A pencil drawing of a tuba, viewed from the side, with valves, leadpipe, and flared bell.

A wide conical bore of some eighteen feet, coiled twice upon itself — its weight rested on the player’s lap or borne by a strap.

The tuba is the foundation upon which the brass choir stands. Its bore is wide and conical, its mouthpiece a deep cup, and its sound — at full breath — has the weight of a small organ pedal stop. Yet for all its gravity it is a young instrument: scarcely two centuries old, the last of the orchestra’s brass to find its place, and still — to the alert ear — the most surprising of them.

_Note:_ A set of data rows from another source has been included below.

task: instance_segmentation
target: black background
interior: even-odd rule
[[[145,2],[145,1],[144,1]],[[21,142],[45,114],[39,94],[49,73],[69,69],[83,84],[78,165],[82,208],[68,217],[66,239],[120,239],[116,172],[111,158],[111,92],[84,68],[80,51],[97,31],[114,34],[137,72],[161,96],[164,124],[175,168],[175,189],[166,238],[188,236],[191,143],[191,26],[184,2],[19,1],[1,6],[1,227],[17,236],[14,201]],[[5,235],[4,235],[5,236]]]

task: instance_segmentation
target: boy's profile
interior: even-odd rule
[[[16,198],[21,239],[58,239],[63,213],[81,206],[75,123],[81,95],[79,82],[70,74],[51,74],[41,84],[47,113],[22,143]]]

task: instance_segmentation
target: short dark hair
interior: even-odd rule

It exists in several keys and several sizes. The orchestral player will most often use a contrabass instrument in C or B♭; the soloist and the chamber player will sometimes prefer a smaller F or E♭ tuba, nimbler in the upper register and lighter on the breath. To the composer the differences are largely invisible. Write well for the tuba and any of its sizes will answer.

Mechanism

The tuba is a single conical tube, coiled twice or three times, with a wide flaring bell. Air enters at the mouthpiece — a deep funnel of brass or silver — and is set vibrating by the player’s lips. The valves, three to six in number and either piston or rotary, divert the air through additional lengths of tubing, lowering the fundamental and so completing the chromatic compass. The fourth and fifth valves, when present, exist chiefly to correct the tuning of the lowest notes, and to extend the range downward into the pedal.

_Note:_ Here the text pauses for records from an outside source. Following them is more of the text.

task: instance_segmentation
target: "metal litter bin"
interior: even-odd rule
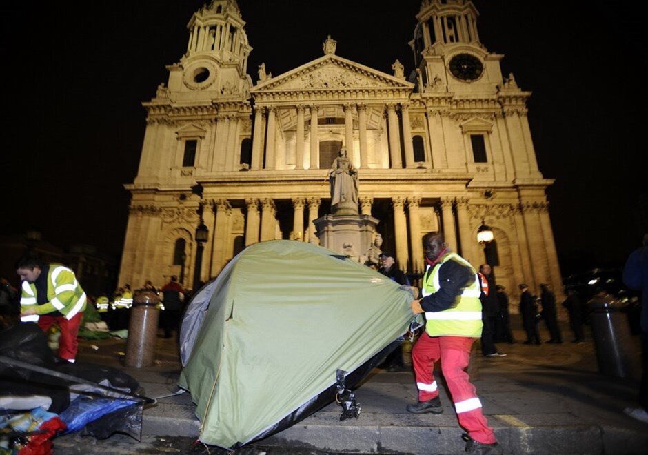
[[[587,307],[599,371],[617,378],[638,377],[640,354],[625,305],[613,296],[600,294],[587,302]]]
[[[143,368],[153,365],[157,338],[160,298],[152,291],[135,291],[130,310],[128,338],[126,340],[127,367]]]

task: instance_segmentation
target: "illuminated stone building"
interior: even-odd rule
[[[424,270],[421,239],[430,230],[485,262],[485,224],[500,284],[560,290],[545,195],[553,181],[538,168],[531,93],[502,74],[503,56],[480,43],[477,16],[470,1],[423,0],[411,74],[398,61],[386,74],[337,55],[329,37],[321,57],[273,75],[247,68],[234,0],[201,8],[186,53],[144,103],[119,283],[176,274],[190,287],[199,250],[206,281],[255,242],[317,241],[313,221],[329,214],[325,179],[344,145],[358,172],[359,213],[380,221],[383,248],[410,274]]]

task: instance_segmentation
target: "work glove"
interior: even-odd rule
[[[414,314],[421,314],[425,312],[423,309],[421,307],[421,300],[412,301],[412,312]]]
[[[414,287],[414,286],[401,285],[399,289],[402,291],[407,291],[407,292],[412,294],[412,296],[414,299],[416,299],[418,296],[418,288]]]

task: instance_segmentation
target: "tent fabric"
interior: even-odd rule
[[[318,397],[338,370],[364,376],[398,345],[415,318],[411,301],[392,280],[318,245],[247,247],[183,319],[179,385],[196,403],[200,441],[238,448],[328,404]]]

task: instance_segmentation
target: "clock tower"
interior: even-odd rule
[[[479,41],[472,2],[427,0],[416,15],[410,42],[419,90],[454,93],[492,91],[502,81],[502,55],[489,53]]]

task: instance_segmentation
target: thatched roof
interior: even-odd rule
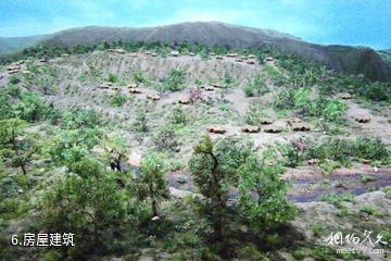
[[[227,130],[219,126],[211,126],[207,128],[207,132],[213,134],[225,134]]]
[[[172,55],[172,57],[179,57],[179,52],[173,50],[173,51],[169,52],[169,55]]]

Construction is, in essentials, simple: a leadpipe, a set of valves, and a long expanding bore that ends at the bell. What separates the instruments is proportion. The American CC tuba speaks crisply and favours the orchestra; the German rotary BB♭ blooms more slowly and sits deeper in the section. A composer writing for tuba writes, in practice, for the tradition of the orchestra in question.

Voice and Character

Berlioz, who was the first major composer to take the new instrument seriously, found in it a tone “incomparably nobler than that of the ophicleides, serpents, and bombardons” it had begun to replace. He understood, very early, that the tuba was not merely a louder bass — it was a different kind of bass, capable of sustaining a line as a singer would, and of disappearing into the ensemble when asked.

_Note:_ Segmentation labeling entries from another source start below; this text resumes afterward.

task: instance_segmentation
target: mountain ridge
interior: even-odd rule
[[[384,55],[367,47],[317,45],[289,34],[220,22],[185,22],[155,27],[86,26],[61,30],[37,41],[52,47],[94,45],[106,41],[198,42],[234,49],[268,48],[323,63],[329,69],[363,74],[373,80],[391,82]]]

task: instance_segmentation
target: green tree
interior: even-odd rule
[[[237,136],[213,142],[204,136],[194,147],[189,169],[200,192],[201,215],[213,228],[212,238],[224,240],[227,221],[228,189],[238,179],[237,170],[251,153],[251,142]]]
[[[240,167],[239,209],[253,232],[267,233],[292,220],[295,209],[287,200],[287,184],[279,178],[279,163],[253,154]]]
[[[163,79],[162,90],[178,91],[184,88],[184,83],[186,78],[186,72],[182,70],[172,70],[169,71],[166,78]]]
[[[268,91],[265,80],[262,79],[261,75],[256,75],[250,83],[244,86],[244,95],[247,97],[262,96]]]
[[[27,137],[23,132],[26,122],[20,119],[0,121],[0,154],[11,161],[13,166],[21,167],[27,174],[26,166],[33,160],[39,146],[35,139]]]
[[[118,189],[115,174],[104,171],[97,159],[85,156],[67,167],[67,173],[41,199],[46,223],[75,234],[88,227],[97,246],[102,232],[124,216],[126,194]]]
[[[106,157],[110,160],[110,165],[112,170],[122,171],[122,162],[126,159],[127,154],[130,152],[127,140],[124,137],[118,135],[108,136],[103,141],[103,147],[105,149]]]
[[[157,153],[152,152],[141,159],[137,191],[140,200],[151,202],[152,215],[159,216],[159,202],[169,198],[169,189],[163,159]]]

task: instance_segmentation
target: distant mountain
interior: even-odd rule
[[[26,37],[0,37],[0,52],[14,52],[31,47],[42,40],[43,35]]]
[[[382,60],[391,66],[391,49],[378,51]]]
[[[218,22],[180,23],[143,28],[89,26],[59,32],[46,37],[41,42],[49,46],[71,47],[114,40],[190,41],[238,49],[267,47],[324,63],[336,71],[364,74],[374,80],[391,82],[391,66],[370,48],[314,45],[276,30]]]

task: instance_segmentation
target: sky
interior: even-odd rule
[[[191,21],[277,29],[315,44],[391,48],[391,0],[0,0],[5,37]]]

The tuba is, by gentle accident, also the orchestra’s most lyrical giant. Mussorgsky’s Bydło, in Ravel’s orchestration, is sung rather than played; Vaughan Williams gave the instrument an entire concerto on the assumption that it could carry a Romanza without embarrassment. The assumption was correct. Honor it. The tuba is no longer the punchline it was once taken to be.

“The tuba is the contrabass of the brass — and, like all contrabasses, contains more soul than weight.”

— paraphrased from the orchestration treatises

The tuba is, of all the brass, the most willing to be reinvented. Write for it as a foundation, as a soloist, as a comedian, as a consoler — it has played all four roles already, and will play them again.